Il cuore di Barano era un palcoscenico fiorente del commercio. C’era un ristorante, appena imboccata Via Roma, quello delle mitiche sorelle “Calabreselle”, accanite attiviste durante le elezioni comunali dal sapore d’antan, quasi come dentro un romanzo di Guareschi. Accanto sorgeva una salumeria della famiglia Amalfitano. Esisteva pure un fioraio, Giovanni, e un negozio d’informatica che si affacciavano sulla Piazza San Rocco su cui riecheggiavano i rimbalzi del pallone. C’era il Kalimba, il bar, punto d’incontro che raccoglieva l’eredità della discoteca Sirio. Barano era fornita anche di una profumeria, a due passi dal mitico Bar “Lo Scricciolo”. I giovanissimi, che frequentavano la scuola con i grembiuli, respiravano l’aria dei giochi a nascondino, a campana, allo scambio delle figurine dei calciatori mentre la mitica cava era scenario di discese avventurose per recuperare oggetti del desiderio come i “Super Santos” o cartoni su cui praticare temerari scivoli verso valle, a due passi da “sala parrocchiale”, centro di aggregazione.
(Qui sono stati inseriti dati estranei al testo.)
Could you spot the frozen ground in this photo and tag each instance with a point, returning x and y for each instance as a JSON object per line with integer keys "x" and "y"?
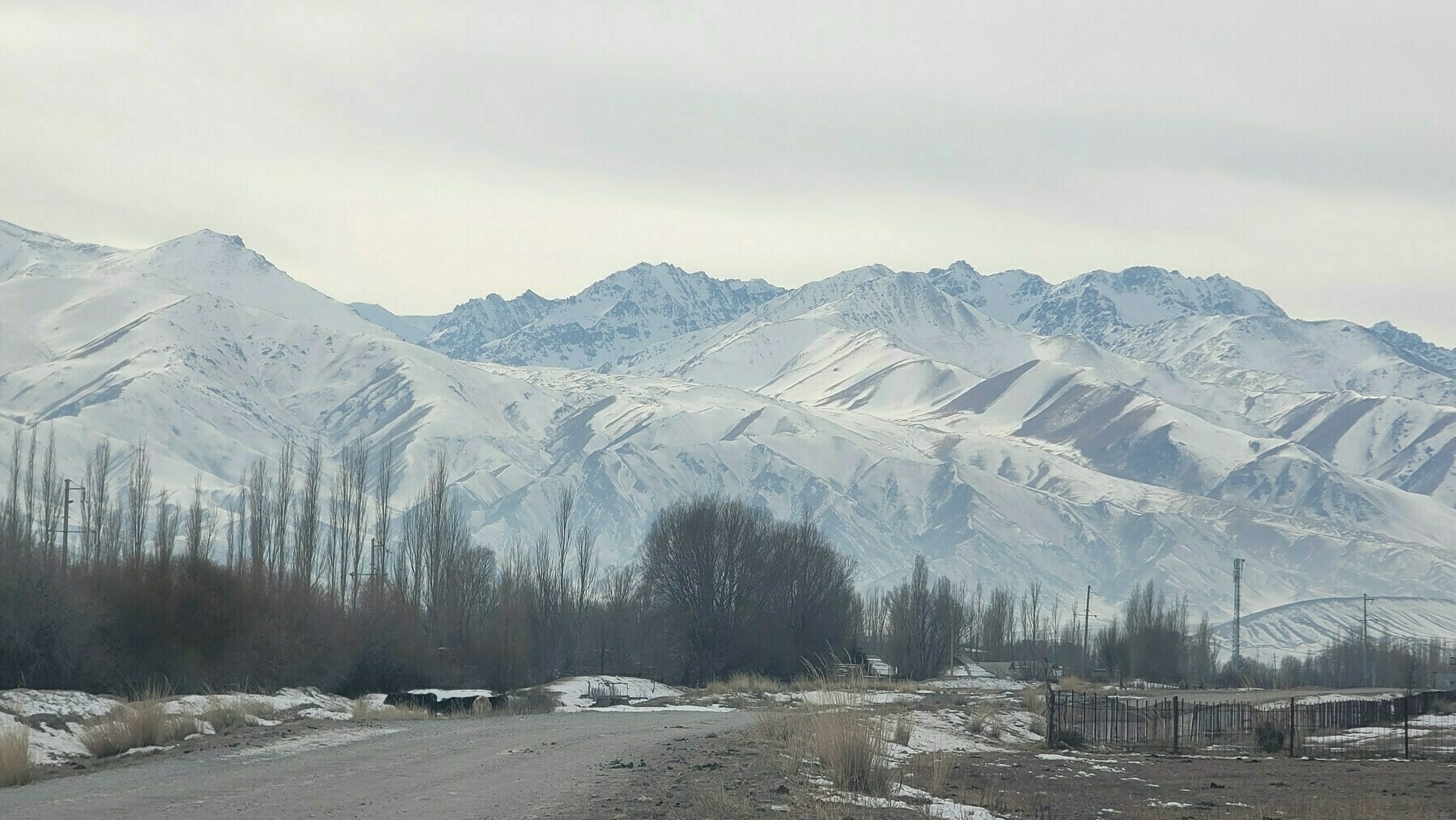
{"x": 510, "y": 767}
La cosiddetta “merna” era un frequentatissimo bocciodromo, che allietava i pomeriggi con l’abilità dei giocatori come il mitico “Ciccone”, Vittorio “Chiuvitiello”, Stanislao “Strano”.
Era la Barano dei ritmi laboriosi e non frenetici. Un passato di nostalgia dal sapore d’antan, di eternità, che suona una dolce melodia che fa apparire gli occhi lucidi di memoria come scatti d’infinito. (si ringrazia Michele D’Antonio.)